The pursuit of nuclear energy for electricity generation began soon after the discovery in the early 20th century that radioactive elements, such as radium, released immense amounts of energy, according to the principle of mass–energy equivalence. However, means of harnessing such energy was impractical, because intensely radioactive elements were, by their very nature, short-lived (high energy release is correlated with short half-lives). However, the dream of harnessing "atomic energy" was quite strong, even it was dismissed by such fathers of nuclear physics like Ernest Rutherford as "moonshine." This situation, however, changed in the late 1930s, with the discovery of nuclear fission.

In 1932, James Chadwick discovered the neutron, which was immately recognized as a potential tool for nuclear experimentation because of its lack of an electric charge.
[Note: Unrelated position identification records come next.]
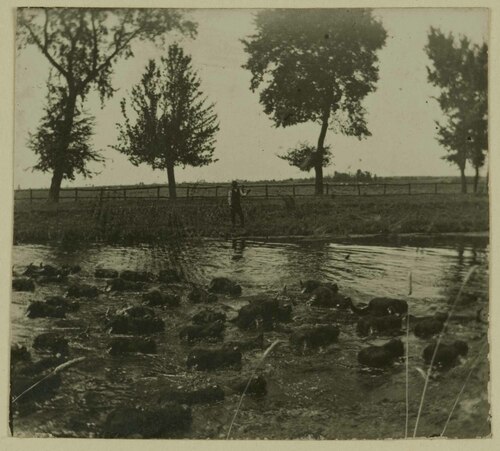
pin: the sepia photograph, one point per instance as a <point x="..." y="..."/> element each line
<point x="250" y="224"/>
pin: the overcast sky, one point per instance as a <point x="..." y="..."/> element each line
<point x="401" y="113"/>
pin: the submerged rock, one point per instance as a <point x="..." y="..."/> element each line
<point x="223" y="285"/>
<point x="205" y="395"/>
<point x="381" y="356"/>
<point x="23" y="284"/>
<point x="212" y="359"/>
<point x="315" y="337"/>
<point x="170" y="421"/>
<point x="126" y="345"/>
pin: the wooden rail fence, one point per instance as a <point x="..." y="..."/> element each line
<point x="270" y="190"/>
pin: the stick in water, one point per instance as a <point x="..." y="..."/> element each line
<point x="445" y="325"/>
<point x="56" y="370"/>
<point x="259" y="363"/>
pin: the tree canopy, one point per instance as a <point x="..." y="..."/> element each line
<point x="172" y="124"/>
<point x="316" y="65"/>
<point x="460" y="71"/>
<point x="304" y="156"/>
<point x="82" y="45"/>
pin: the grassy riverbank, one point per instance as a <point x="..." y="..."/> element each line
<point x="139" y="220"/>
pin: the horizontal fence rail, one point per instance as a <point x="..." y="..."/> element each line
<point x="262" y="191"/>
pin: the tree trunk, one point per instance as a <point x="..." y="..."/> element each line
<point x="55" y="185"/>
<point x="172" y="193"/>
<point x="62" y="150"/>
<point x="318" y="167"/>
<point x="463" y="179"/>
<point x="476" y="179"/>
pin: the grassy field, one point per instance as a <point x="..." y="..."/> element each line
<point x="262" y="189"/>
<point x="140" y="220"/>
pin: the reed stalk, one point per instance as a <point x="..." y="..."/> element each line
<point x="438" y="342"/>
<point x="259" y="363"/>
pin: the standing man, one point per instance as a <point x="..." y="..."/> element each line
<point x="234" y="199"/>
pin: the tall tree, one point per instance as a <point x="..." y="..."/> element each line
<point x="173" y="124"/>
<point x="304" y="155"/>
<point x="82" y="45"/>
<point x="48" y="136"/>
<point x="460" y="70"/>
<point x="316" y="65"/>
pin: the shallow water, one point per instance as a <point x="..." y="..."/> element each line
<point x="322" y="394"/>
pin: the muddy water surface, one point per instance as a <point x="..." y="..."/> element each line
<point x="317" y="395"/>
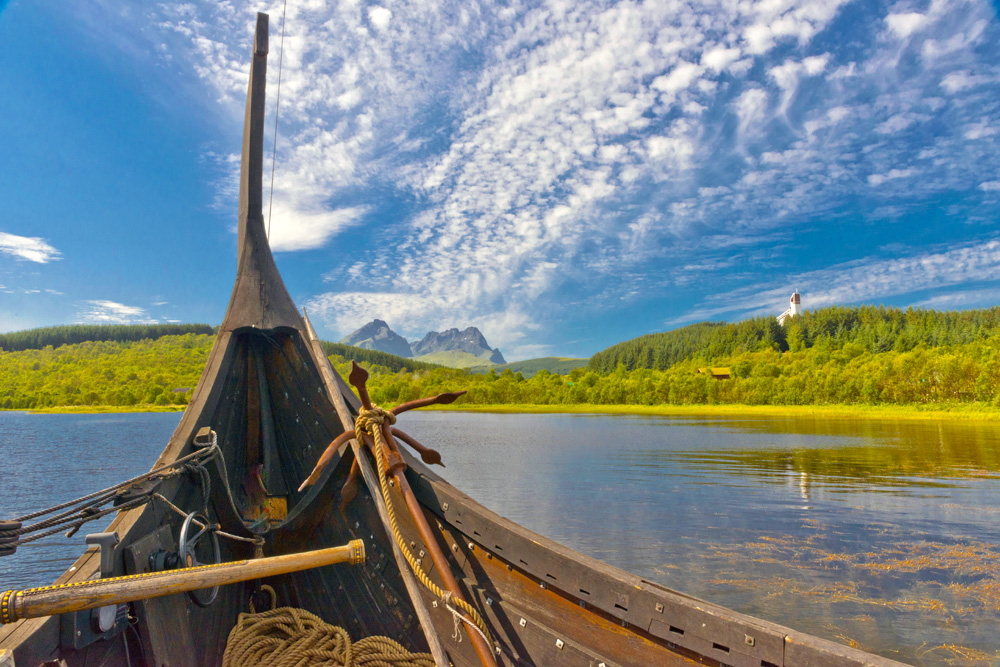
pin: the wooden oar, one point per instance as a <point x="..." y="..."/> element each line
<point x="65" y="598"/>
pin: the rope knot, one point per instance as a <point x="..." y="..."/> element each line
<point x="369" y="420"/>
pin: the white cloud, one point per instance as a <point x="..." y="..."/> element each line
<point x="866" y="280"/>
<point x="28" y="248"/>
<point x="499" y="154"/>
<point x="905" y="24"/>
<point x="112" y="312"/>
<point x="892" y="174"/>
<point x="295" y="229"/>
<point x="720" y="57"/>
<point x="380" y="17"/>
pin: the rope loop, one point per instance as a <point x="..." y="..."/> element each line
<point x="370" y="421"/>
<point x="287" y="636"/>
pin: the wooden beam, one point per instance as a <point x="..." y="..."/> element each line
<point x="65" y="598"/>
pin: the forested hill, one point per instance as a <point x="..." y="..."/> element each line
<point x="70" y="334"/>
<point x="875" y="329"/>
<point x="376" y="357"/>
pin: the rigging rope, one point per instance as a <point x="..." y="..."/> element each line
<point x="87" y="508"/>
<point x="370" y="422"/>
<point x="287" y="636"/>
<point x="277" y="104"/>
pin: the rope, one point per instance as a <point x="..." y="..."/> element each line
<point x="277" y="103"/>
<point x="290" y="637"/>
<point x="86" y="508"/>
<point x="370" y="422"/>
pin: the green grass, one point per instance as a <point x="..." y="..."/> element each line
<point x="528" y="367"/>
<point x="964" y="412"/>
<point x="453" y="359"/>
<point x="101" y="409"/>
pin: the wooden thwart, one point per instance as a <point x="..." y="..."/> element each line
<point x="65" y="598"/>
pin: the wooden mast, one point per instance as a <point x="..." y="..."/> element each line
<point x="259" y="298"/>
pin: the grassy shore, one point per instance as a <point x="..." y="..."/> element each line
<point x="963" y="412"/>
<point x="958" y="411"/>
<point x="102" y="409"/>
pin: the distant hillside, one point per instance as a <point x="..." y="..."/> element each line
<point x="528" y="367"/>
<point x="469" y="341"/>
<point x="452" y="359"/>
<point x="454" y="348"/>
<point x="875" y="329"/>
<point x="376" y="335"/>
<point x="391" y="361"/>
<point x="36" y="339"/>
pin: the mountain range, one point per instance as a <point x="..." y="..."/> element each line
<point x="459" y="349"/>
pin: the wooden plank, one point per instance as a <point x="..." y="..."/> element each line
<point x="165" y="621"/>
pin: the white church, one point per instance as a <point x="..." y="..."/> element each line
<point x="794" y="308"/>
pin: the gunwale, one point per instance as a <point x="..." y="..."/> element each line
<point x="545" y="603"/>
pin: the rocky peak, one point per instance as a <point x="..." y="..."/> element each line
<point x="376" y="335"/>
<point x="470" y="340"/>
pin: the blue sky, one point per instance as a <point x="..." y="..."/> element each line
<point x="563" y="175"/>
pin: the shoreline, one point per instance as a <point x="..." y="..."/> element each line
<point x="963" y="412"/>
<point x="892" y="412"/>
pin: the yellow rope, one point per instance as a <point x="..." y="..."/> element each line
<point x="370" y="422"/>
<point x="290" y="637"/>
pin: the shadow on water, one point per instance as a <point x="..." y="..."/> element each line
<point x="859" y="452"/>
<point x="878" y="534"/>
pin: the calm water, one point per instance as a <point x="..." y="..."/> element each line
<point x="883" y="535"/>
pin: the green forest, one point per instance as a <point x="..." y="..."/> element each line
<point x="831" y="356"/>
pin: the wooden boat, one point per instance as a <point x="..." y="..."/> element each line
<point x="271" y="403"/>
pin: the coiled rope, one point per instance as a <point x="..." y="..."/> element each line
<point x="370" y="422"/>
<point x="290" y="637"/>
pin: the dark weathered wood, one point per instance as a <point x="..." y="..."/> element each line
<point x="336" y="396"/>
<point x="599" y="614"/>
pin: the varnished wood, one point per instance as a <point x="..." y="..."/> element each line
<point x="66" y="598"/>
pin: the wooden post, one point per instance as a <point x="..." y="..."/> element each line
<point x="371" y="481"/>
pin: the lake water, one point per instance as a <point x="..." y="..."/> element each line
<point x="882" y="535"/>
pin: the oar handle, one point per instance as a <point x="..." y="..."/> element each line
<point x="79" y="595"/>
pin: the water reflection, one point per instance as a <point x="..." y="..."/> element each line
<point x="880" y="535"/>
<point x="877" y="534"/>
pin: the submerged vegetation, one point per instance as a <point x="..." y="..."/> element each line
<point x="835" y="356"/>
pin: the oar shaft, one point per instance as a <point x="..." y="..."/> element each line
<point x="64" y="598"/>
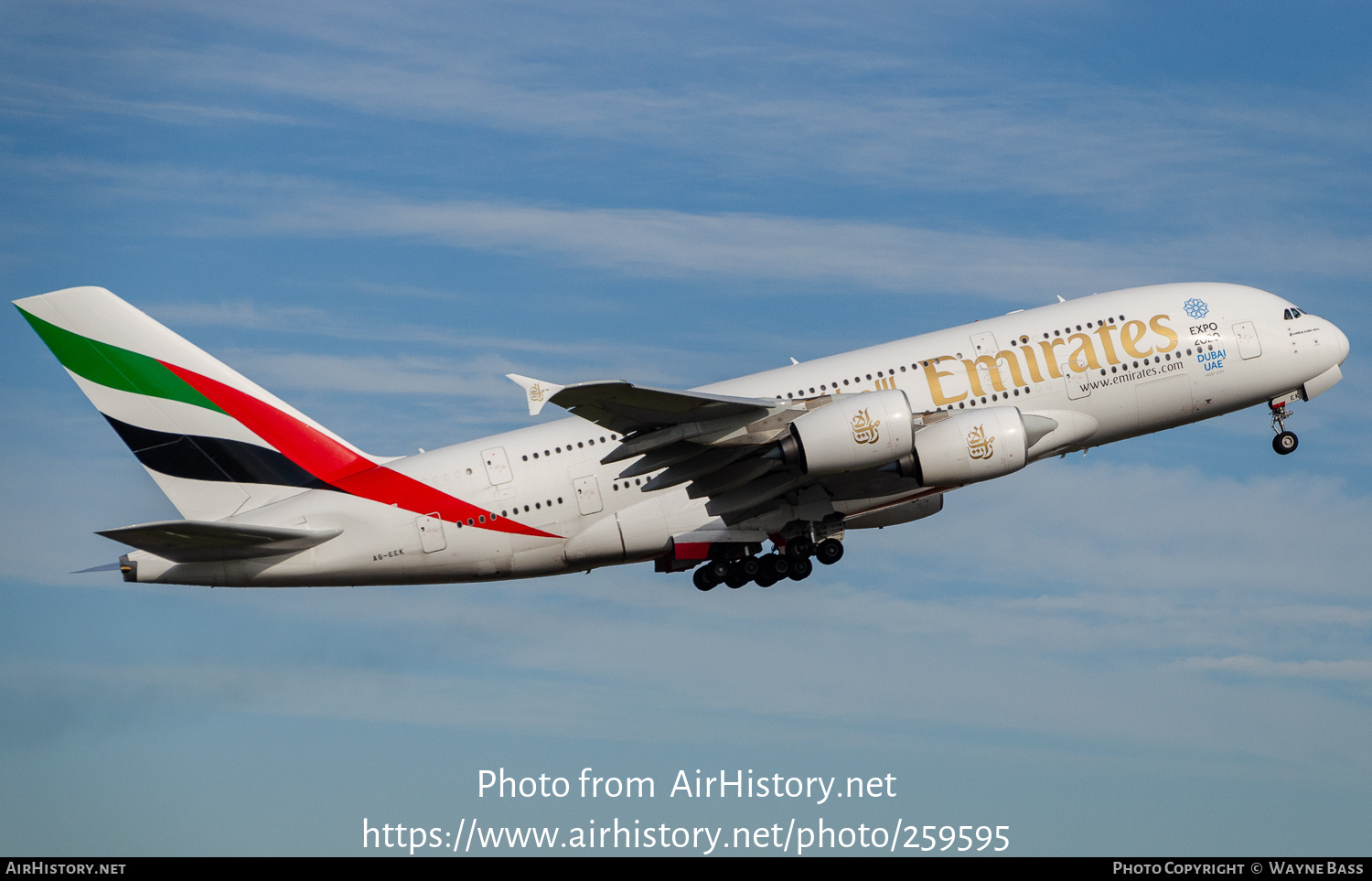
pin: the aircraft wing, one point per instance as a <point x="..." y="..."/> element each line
<point x="198" y="541"/>
<point x="626" y="408"/>
<point x="721" y="446"/>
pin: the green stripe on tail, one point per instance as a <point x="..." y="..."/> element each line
<point x="115" y="368"/>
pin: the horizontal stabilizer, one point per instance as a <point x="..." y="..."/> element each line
<point x="535" y="392"/>
<point x="199" y="541"/>
<point x="107" y="567"/>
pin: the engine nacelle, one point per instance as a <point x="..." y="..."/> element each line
<point x="853" y="433"/>
<point x="969" y="446"/>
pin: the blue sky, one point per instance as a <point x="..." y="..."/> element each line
<point x="376" y="210"/>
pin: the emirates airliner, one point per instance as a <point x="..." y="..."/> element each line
<point x="700" y="479"/>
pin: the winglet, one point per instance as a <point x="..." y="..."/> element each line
<point x="535" y="390"/>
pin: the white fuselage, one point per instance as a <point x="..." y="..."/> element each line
<point x="1150" y="367"/>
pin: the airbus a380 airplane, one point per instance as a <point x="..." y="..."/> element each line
<point x="686" y="479"/>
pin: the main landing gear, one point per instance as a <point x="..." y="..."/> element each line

Experimentation with bombardment of materials with neutrons led Frédéric and Irène Joliot-Curie to discover induced radioactivity in 1934, which allowed the creation of radium-like elements at much less the price of natural radium. Further work by Enrico Fermi in the 1930s focused on using slow neutrons to increase the effectiveness of induced radioactivity. Experiments bombarding uranium with neutrons led Fermi to believe he had created a new, transuranic element, which he dubbed hesperium.
Constructing the core of B-Reactor at Hanford Site during the Manhattan Project.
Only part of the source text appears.